Doit-on accepter le libéralisme ? Doit-on en accepter les postulats ? Et, d'ailleurs, ceux-ci se vérifient-ils ? Le libéralisme “marche-t-il” ? Est-il efficace ? Et puis, de quelle “efficacité” les libéraux pourraient-ils se targuer ? Efficacité politique ? Efficacité sociale ? Efficacité économique, si souvent soulignée par les tenants du libéralisme ?

On peut douter de son efficacité politique, c'est-à-dire de son aptitude à mettre en œuvre des objectifs proprement politiques ; le libéralisme n’est-il pas, par sa nature même, anti-politique, hostile au politique ? On peut douter aussi de son efficacité sociale, libéralisme étant synonyme d'anomie sociale. Quant à son efficacité économique, son efficacité dans la gestion des affaires économiques, elle ne semble plus guère qu'un souvenir lointain des années de prospérité.
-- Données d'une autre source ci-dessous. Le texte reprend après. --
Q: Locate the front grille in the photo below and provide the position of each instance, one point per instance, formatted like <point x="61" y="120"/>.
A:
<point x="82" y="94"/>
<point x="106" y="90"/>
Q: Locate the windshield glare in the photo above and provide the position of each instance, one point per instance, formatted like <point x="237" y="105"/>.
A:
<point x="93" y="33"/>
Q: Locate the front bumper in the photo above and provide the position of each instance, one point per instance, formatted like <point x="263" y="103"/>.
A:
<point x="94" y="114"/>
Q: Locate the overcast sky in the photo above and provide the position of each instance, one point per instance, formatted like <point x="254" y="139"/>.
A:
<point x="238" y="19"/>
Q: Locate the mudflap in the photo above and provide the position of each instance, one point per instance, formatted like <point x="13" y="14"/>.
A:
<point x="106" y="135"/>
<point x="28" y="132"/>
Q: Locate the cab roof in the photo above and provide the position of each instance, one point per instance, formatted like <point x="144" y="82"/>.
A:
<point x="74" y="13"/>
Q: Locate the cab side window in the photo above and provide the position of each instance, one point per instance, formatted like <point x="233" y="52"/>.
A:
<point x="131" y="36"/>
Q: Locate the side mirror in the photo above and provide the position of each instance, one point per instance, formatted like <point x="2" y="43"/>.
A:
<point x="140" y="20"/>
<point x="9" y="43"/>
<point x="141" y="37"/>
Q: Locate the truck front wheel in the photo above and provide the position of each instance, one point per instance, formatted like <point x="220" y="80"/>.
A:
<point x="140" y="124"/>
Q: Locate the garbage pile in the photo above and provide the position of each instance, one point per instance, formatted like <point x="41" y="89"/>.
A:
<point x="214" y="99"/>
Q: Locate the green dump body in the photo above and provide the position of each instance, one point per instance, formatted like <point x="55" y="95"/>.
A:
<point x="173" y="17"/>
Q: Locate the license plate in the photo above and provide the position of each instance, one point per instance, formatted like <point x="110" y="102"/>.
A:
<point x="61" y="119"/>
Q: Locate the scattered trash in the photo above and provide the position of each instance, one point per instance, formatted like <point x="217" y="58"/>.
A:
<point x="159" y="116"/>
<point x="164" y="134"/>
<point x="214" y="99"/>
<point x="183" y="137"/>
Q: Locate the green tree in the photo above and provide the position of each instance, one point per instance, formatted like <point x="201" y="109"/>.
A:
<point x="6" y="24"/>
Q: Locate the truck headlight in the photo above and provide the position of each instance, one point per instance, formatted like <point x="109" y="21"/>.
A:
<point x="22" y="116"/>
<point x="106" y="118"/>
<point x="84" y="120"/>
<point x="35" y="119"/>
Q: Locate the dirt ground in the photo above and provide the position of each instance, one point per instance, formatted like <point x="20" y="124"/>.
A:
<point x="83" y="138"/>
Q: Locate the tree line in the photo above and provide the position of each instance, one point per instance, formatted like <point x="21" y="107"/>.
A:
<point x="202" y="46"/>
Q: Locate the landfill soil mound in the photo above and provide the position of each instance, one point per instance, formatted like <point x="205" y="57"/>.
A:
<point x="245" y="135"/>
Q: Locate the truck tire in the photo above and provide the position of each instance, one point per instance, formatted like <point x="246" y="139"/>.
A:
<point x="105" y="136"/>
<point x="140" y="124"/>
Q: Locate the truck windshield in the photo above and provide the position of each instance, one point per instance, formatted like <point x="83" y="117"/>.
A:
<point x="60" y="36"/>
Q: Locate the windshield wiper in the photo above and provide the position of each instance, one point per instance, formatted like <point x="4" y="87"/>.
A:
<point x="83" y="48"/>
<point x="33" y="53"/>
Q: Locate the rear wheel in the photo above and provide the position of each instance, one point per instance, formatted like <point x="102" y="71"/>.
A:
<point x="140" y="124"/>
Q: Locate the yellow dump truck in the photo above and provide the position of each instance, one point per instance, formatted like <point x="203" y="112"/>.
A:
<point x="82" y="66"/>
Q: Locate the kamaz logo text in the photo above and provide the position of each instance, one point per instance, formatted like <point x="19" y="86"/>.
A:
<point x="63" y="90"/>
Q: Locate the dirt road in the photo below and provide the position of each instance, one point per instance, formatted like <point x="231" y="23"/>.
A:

La crise économique, qui est aussi et surtout une crise du libéralisme, déchire le tissu productif, notamment industriel, des économies nationales et renforce leur dépendance vis-à-vis du marché mondial. Pourtant le libéralisme n'est pas sérieusement contesté : de la gauche sociale-démocrate à l'extrême-droite atlantiste, en France et ailleurs dans les pays d'Europe occidentale, il fait l'unanimité autour de lui. Il est temps, nous semble-t-il, de faire entendre une petite, toute petite voix discordante…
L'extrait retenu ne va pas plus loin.